Figure 11 represents the evolution of the natural frequencies and the damping ratios of the 10 most dominant drivetrain modes identified in the analysis band, while
Figure 12 represents the evolution of the MAC calculated between the estimated mode shapes of the 10 most dominant modes and the reference ones over the tracking period. It can be seen that the frequency values are more consistent in comparison to the damping estimates, which is normal since the damping is highly affected by the ambient conditions (e.g., wind speed). The effect of the ambient conditions on the consistency of the damping estimates can be explained by the fact that the wind turbine is a multi-physical machine with significant interaction between their subcomponents, and for the instrumented wind turbine the rotor is directly connected to the gearbox. Therefore, it is normal that the damping estimates for the drivetrain modes will be affected by the external ambient conditions. This can be also noted from the boxplots of the frequencies and damping ratios shown in
Figure 13. This figure illustrates one box and whisker plot per frequency and damping value of each tracked mode. The results in this figure show that, for all the modes, the resonance frequency values show a good level of consistency over the different data blocks except for the second mode.
In
Figure 11, it can be seen that it could happen that the second and the third modes are crossing each other. In terms of damping value, the second and the fourth modes have the highest level of scatter in comparison to the other modes. In terms of the mode shapes, one can see from
Figure 12 and
Figure 14 that most of the identified modes show a consistent behavior in term of the mode shapes where the median of the MAC value is above 60%. The second and the fourth modes show the lowest MAC over the tracking period in comparison with the other modes, and this agrees with their behavior in terms of frequency and damping (see
Figure 13).
This level of the consistency of the results over the tracking period (i.e., the 12 different processed data records) shows the repeatability of the analysis and underpins the applicability of the measurements and the modal estimation approach for the characterizing drivetrain model behavior.

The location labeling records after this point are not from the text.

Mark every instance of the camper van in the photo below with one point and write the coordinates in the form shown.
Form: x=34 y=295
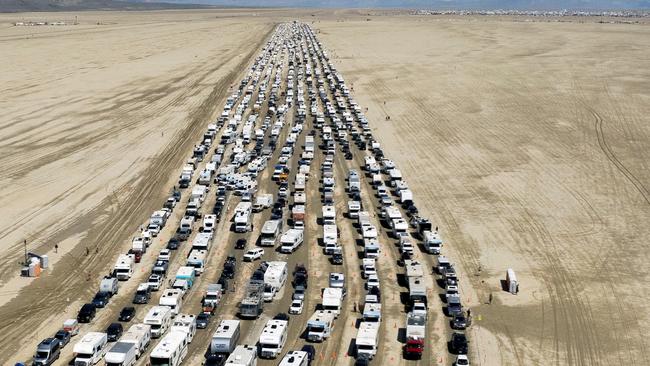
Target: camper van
x=90 y=349
x=171 y=350
x=159 y=318
x=274 y=278
x=121 y=354
x=366 y=340
x=320 y=325
x=226 y=337
x=123 y=267
x=295 y=358
x=243 y=355
x=270 y=232
x=172 y=298
x=140 y=336
x=273 y=337
x=291 y=240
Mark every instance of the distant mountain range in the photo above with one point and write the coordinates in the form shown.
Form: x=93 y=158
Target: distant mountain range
x=12 y=6
x=66 y=5
x=439 y=4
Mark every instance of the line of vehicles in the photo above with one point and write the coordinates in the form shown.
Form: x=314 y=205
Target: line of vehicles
x=237 y=174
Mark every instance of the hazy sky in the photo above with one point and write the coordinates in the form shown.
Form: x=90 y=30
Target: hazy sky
x=475 y=4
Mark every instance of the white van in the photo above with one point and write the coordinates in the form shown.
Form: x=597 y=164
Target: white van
x=291 y=240
x=159 y=318
x=90 y=349
x=226 y=337
x=140 y=335
x=273 y=338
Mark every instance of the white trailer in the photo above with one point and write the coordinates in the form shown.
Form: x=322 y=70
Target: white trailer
x=320 y=325
x=366 y=340
x=171 y=350
x=333 y=299
x=159 y=318
x=140 y=336
x=243 y=355
x=291 y=240
x=90 y=349
x=123 y=267
x=226 y=337
x=273 y=338
x=172 y=298
x=270 y=232
x=121 y=354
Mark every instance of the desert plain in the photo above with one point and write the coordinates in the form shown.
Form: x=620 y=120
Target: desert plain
x=526 y=142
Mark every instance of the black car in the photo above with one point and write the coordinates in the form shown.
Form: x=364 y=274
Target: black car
x=127 y=314
x=459 y=344
x=114 y=332
x=240 y=243
x=202 y=320
x=281 y=316
x=63 y=336
x=86 y=313
x=311 y=353
x=459 y=322
x=362 y=360
x=216 y=359
x=229 y=267
x=101 y=299
x=173 y=244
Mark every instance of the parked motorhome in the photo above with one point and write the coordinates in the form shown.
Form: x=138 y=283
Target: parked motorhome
x=367 y=339
x=291 y=240
x=320 y=325
x=226 y=337
x=273 y=338
x=243 y=355
x=90 y=349
x=171 y=350
x=140 y=336
x=270 y=232
x=159 y=318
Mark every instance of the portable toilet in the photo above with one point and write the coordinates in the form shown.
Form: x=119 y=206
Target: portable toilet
x=511 y=281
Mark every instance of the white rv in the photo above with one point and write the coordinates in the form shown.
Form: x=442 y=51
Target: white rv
x=90 y=349
x=159 y=318
x=171 y=350
x=123 y=267
x=291 y=240
x=185 y=323
x=295 y=358
x=320 y=325
x=275 y=277
x=366 y=340
x=270 y=232
x=243 y=355
x=121 y=354
x=226 y=337
x=139 y=335
x=172 y=298
x=273 y=337
x=332 y=300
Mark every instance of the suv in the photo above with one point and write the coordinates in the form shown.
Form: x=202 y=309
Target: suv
x=459 y=344
x=86 y=313
x=114 y=332
x=47 y=352
x=142 y=294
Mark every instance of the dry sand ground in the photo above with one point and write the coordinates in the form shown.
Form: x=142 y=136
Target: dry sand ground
x=528 y=144
x=96 y=122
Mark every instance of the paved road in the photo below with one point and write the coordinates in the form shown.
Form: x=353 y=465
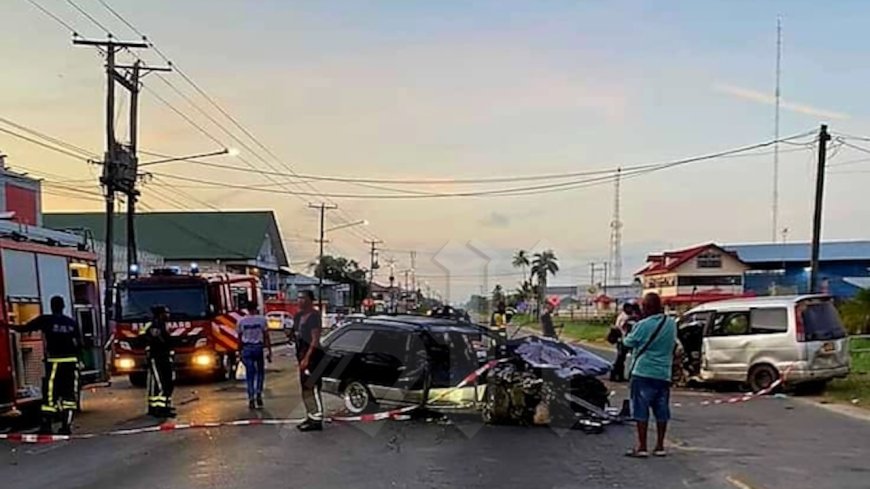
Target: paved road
x=769 y=443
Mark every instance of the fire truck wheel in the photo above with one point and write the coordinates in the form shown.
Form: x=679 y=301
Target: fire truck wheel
x=138 y=379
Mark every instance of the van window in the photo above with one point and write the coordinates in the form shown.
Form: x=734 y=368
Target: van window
x=821 y=321
x=769 y=320
x=730 y=324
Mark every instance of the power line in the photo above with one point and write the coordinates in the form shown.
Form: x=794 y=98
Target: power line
x=54 y=17
x=45 y=145
x=214 y=103
x=534 y=189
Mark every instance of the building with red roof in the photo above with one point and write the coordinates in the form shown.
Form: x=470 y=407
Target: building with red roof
x=691 y=276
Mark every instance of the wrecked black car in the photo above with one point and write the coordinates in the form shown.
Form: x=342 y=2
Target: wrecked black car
x=406 y=360
x=542 y=381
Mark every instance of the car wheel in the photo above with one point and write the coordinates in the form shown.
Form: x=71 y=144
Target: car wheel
x=762 y=377
x=138 y=379
x=358 y=398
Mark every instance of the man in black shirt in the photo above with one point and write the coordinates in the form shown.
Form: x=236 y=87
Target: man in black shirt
x=160 y=374
x=60 y=395
x=307 y=324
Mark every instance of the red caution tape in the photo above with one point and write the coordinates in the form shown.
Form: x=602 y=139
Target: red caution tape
x=394 y=414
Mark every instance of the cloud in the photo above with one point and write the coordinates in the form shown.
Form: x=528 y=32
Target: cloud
x=495 y=220
x=767 y=99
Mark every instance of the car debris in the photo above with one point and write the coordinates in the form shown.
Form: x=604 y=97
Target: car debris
x=547 y=382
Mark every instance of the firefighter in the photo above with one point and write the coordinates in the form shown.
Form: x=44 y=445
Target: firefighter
x=62 y=356
x=159 y=353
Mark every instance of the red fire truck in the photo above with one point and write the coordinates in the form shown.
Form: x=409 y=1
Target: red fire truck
x=203 y=312
x=35 y=265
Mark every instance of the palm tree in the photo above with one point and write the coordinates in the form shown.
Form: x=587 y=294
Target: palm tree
x=544 y=264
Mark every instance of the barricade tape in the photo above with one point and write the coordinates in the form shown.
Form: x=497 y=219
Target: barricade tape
x=399 y=414
x=745 y=397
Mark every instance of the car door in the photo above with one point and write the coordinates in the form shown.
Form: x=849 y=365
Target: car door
x=384 y=363
x=343 y=351
x=727 y=346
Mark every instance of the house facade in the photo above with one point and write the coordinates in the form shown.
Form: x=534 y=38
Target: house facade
x=783 y=268
x=694 y=275
x=245 y=242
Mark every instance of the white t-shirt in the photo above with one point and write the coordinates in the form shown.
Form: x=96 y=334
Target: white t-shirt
x=252 y=330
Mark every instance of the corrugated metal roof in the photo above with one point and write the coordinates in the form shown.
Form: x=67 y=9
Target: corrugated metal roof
x=800 y=252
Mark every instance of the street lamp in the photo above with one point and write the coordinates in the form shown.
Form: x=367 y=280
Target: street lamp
x=225 y=151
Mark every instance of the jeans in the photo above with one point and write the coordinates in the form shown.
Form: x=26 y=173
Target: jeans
x=650 y=394
x=255 y=369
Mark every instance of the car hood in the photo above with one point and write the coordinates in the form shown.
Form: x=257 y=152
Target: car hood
x=564 y=359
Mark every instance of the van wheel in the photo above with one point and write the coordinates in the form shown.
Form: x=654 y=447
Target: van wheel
x=762 y=377
x=358 y=398
x=138 y=379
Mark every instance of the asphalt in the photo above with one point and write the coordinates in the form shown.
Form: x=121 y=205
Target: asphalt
x=766 y=443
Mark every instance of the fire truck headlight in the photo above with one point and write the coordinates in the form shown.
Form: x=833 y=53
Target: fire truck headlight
x=203 y=360
x=125 y=363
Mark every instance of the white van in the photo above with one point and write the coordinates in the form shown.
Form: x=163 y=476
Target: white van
x=756 y=340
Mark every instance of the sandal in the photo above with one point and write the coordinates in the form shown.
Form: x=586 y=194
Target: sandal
x=635 y=453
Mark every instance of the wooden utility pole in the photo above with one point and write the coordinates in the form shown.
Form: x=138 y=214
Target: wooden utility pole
x=824 y=137
x=116 y=170
x=323 y=208
x=372 y=262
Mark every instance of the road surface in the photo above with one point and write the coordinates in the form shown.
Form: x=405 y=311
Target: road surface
x=768 y=443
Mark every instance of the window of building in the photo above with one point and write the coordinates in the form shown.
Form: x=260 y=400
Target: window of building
x=769 y=320
x=709 y=280
x=709 y=259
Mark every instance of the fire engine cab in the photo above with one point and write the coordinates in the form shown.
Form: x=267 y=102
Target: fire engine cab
x=35 y=265
x=204 y=309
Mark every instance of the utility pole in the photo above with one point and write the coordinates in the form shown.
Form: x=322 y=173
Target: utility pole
x=824 y=137
x=323 y=208
x=372 y=263
x=120 y=162
x=777 y=102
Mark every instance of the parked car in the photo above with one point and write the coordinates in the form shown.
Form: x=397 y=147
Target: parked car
x=404 y=360
x=279 y=321
x=757 y=340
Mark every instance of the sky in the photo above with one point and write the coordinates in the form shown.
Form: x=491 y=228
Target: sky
x=457 y=89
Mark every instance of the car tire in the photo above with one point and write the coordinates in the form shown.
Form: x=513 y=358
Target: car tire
x=358 y=399
x=138 y=379
x=762 y=376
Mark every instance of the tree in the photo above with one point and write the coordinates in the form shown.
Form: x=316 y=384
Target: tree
x=521 y=260
x=544 y=264
x=856 y=312
x=346 y=271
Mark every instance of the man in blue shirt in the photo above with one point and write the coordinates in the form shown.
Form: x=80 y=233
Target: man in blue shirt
x=652 y=341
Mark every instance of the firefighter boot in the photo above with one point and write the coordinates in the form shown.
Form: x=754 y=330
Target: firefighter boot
x=66 y=422
x=45 y=427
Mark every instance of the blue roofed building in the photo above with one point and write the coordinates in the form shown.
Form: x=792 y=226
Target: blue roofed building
x=784 y=268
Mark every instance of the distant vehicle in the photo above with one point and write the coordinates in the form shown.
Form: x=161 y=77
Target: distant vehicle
x=204 y=310
x=404 y=360
x=279 y=321
x=757 y=340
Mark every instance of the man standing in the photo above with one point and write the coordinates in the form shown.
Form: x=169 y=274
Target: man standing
x=60 y=393
x=308 y=327
x=547 y=327
x=158 y=351
x=653 y=341
x=254 y=337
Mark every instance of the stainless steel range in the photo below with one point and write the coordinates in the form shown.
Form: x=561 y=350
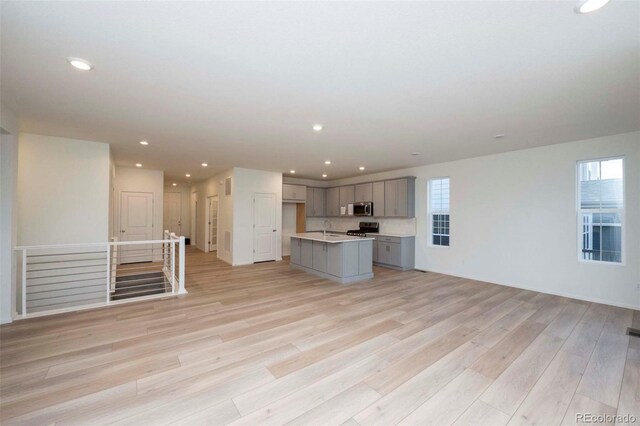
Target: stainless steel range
x=365 y=228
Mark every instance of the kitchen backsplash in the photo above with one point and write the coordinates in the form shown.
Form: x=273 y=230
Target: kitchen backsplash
x=388 y=225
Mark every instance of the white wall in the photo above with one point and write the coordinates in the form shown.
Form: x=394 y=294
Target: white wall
x=248 y=182
x=63 y=190
x=8 y=211
x=209 y=188
x=513 y=220
x=185 y=206
x=131 y=179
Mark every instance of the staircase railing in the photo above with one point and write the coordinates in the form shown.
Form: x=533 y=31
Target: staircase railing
x=66 y=277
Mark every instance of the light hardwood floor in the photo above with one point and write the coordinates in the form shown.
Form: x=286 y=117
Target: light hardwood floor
x=265 y=344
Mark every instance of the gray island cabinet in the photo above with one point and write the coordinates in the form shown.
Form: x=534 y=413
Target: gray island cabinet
x=340 y=258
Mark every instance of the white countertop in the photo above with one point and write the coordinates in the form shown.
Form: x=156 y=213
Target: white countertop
x=371 y=234
x=330 y=238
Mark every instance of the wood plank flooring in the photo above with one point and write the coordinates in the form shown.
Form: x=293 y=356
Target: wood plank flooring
x=265 y=344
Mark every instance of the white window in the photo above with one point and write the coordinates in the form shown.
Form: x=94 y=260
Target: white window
x=600 y=210
x=439 y=211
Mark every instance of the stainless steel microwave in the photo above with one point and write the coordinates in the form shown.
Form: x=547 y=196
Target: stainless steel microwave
x=362 y=209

In the case where the turbine is in operating conditions, the presence of the rotating components and their corresponding harmonics force contributions that do not comply with the OMA assumption (i.e., the input forces are white noise) will make the modal parameter estimation process difficult. In this case, special care must be taken to avoid mistaken harmonic components for true structural modes. Harmonics removal techniques [
25] can be used to clean the data from the harmonic components before doing the modal parameter estimation step. Therefore, the automatic mode tracking approach described in
Section 4 can be used when the wind turbine is in operating conditions provided that a harmonics-removing technique is used in advance to separate the true structural modes from the harmonic components. The analysis in this paper is focused on wind turbines in a standstill condition to ensure that the harmonics do not dominate the frequency spectrum and accurate estimates for the modal parameters of the drive train system will be obtained. These modal parameter estimates can be used as reference values when analyzing the wind turbine in operating conditions.